Is your baby’s diet sufficient to meet all his iron requirements?
Iron is an essential nutrient that ensures smooth gastrointestinal functioning, provides energy, ensures mental alertness, and even enhances the immune system of the body. However, iron deficiency is a very common problem in Indian children and infants. This might make you wonder if the amount of iron that is being absorbed by your baby from his or her diet is enough or not. Read on to understand more.
Importance of iron
- Iron is a vital mineral which is needed for the proper growth and development of your child.
- Iron is used to make haemoglobin, which carries oxygen to all parts of the body. This mineral is also used to make myoglobin that carries oxygen to the muscles.
- Iron plays an important role in the formation of certain hormones.
Iron deficiency in babies
Deficiency of iron causes anaemia. The prevalence of anaemia in children is above 70% in large parts of India and Asia. This is the most seen single nutrient deficiency among children in developing countries. Even in industrialized nations, iron deficiency or anaemia is very common among kids.
Causes of iron deficiency or anaemia
- Infants can become iron deficient if they do not consume enough iron-enriched complementary foods and are mostly dependent on milk. The most common cause of iron deficiency in children is the inadequacy of iron in their diet.
- Sometimes, the amount of iron in foods may be low, or the child might have a gastrointestinal disease that prevents the absorption of iron. Most of the times though, lower intake of iron-rich foods is the reason.
- Another reason for the deficiency might be that, iron rich foods when consumed without absorption enhancers, can prevent the complete utilization of iron by the body.
- Also, kids usually grow rapidly between six months and three years of age and their intake might not meet the demand.
Types of iron
Iron in foods comes in two types, heme iron and non-heme iron. Meat, seafood and poultry have both heme and non-heme iron in them. Plant foods and iron-fortified foods contain only non-heme iron. The body absorbs iron from non-heme containing plant sources only when these sources are paired with meat, poultry, seafood, or foods rich in vitamin C like citrus fruits, strawberries, tomatoes and broccoli.
Recommendations and tips for iron supply
- Preterm infants who are breastfed need supplements like elemental iron of 2 mg/kg, from the time of birth till they reach 1 year of age.
- Even formula-fed infants may need an additional iron supplement.
- Exclusively breastfed term infants should be given iron supplement of 46mcg/kg/day until they reach 6 months of age and start eating complementary foods. The same goes for partially-breastfed infants who have not started complementary foods and receive more than one half of their daily feeds from breast milk.

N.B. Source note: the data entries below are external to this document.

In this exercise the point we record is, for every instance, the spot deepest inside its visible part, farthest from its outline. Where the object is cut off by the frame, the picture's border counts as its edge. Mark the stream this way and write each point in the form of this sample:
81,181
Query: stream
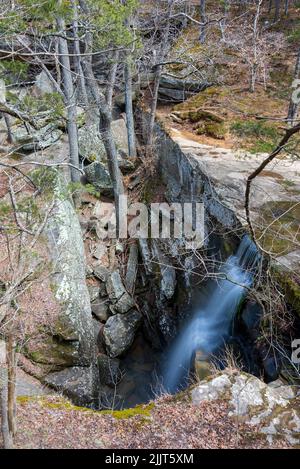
210,325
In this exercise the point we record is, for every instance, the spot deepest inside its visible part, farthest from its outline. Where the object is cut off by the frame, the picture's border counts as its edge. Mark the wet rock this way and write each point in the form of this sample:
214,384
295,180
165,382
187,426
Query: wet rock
77,383
43,85
30,139
109,370
97,174
114,286
119,332
72,340
132,265
173,96
183,84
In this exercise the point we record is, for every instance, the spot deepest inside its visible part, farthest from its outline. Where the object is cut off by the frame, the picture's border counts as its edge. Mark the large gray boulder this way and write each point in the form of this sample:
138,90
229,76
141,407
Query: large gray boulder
43,85
122,301
91,146
77,383
119,332
109,370
274,407
177,83
30,139
73,326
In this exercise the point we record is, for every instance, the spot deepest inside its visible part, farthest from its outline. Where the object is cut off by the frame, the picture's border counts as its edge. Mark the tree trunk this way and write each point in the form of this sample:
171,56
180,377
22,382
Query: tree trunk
129,109
277,11
203,21
293,106
70,100
7,437
77,59
286,7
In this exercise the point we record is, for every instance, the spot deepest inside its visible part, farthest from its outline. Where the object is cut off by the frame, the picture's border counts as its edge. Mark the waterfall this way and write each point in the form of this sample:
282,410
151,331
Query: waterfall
210,324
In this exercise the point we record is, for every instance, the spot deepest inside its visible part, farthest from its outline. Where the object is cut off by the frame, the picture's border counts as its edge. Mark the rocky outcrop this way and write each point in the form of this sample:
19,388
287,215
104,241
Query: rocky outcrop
77,383
274,408
119,332
177,90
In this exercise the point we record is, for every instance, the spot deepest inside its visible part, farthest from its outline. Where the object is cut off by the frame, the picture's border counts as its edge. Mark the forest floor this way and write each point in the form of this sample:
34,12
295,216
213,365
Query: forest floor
167,423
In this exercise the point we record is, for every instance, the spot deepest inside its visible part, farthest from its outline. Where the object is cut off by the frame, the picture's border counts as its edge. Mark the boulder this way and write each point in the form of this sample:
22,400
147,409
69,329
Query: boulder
119,131
97,174
109,370
101,273
114,286
275,409
73,329
77,383
122,301
119,332
90,144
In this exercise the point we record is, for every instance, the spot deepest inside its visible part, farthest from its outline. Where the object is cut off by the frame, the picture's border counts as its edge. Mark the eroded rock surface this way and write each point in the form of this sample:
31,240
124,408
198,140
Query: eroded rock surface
275,408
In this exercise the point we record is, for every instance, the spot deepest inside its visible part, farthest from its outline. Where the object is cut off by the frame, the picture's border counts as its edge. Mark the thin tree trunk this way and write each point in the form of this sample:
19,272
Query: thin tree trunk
293,106
70,100
286,7
7,437
11,388
77,59
277,11
129,109
105,116
203,21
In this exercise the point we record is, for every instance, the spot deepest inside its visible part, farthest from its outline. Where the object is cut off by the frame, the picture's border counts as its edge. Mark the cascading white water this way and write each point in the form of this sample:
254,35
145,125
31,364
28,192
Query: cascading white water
210,325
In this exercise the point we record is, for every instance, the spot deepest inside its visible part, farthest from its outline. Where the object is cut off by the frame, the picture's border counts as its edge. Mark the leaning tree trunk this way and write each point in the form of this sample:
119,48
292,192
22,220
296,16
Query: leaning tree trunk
293,106
70,99
11,388
77,59
203,21
277,11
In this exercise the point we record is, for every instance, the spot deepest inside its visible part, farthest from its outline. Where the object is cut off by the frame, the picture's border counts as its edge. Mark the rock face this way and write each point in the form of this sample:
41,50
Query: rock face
77,383
119,332
37,139
73,328
91,146
97,174
274,408
109,370
177,90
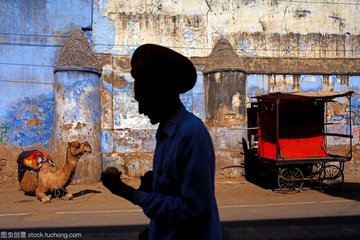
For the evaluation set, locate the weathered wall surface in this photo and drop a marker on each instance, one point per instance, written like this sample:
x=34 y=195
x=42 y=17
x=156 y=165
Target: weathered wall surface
x=266 y=30
x=31 y=36
x=265 y=34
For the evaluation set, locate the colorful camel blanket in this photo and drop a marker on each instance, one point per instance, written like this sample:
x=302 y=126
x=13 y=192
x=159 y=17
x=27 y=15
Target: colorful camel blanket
x=32 y=160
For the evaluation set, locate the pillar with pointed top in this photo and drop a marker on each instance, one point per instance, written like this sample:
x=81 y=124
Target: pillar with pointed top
x=77 y=104
x=225 y=93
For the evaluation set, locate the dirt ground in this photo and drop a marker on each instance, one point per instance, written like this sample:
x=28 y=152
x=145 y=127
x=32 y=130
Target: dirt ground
x=228 y=192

- The iron intake for infants aged between 6 and 12 months should be 5 mg / day. When they are started on complementary foods, rich iron sources like red meat and vegetables should be introduced as soon as possible. If the kid does not meet his iron needs through food, liquid iron can be provided as supplement.
- The iron requirement per day for a child of 1-3 years of age is 9 mg. At this age, iron stores should be replenished through food, by combining heme iron from animal foods and non-heme iron from plant foods, along with fruits containing vitamin C.
- If your baby follows a vegetarian diet, he or she will need twice the amount of iron than what a baby following a non-vegetarian diet needs. This is because the body does not absorb the heme iron present in plant-based foods as much as the non-heme iron present in animal foods.
Food sources of iron for babies
- Sources of iron for babies are white beans, lentils, spinach, kidney beans, peas, nuts and dried fruits like raisins.
- In developing countries, foods that are fortified with iron are corn flour, soya sauce, fish sauce and rice. In India, double fortified salts (fortified with both iron and iodine) have proven to be effective.
- Soy and some cereals containing phytates can reduce iron absorption.
- Tannins in tea and coffee can also reduce iron absorption.
Iron supplementation for babies
If your baby is a fussy eater and does not eat enough to meet his or her iron requirements, then supplementation can be considered after consultation with the doctor. This can be given in the form of iron sulphate drops or chewable iron tablets. Iron is present in most multivitamin-mineral supplements too. In the supplemental form, it is found as ferrous sulphate, ferrous gluconate, ferric citrate or ferric sulphate.
The three main reasons for iron deficiency in children are poor bioavailability of the iron consumed, insufficient intake of iron as compared to the body’s needs, and increased iron requirement due to rapid growth during infancy and early childhood. If the child is not able to meet the body’s iron requirements through his diet, it is important to consider other recommendations and supplements for your little one.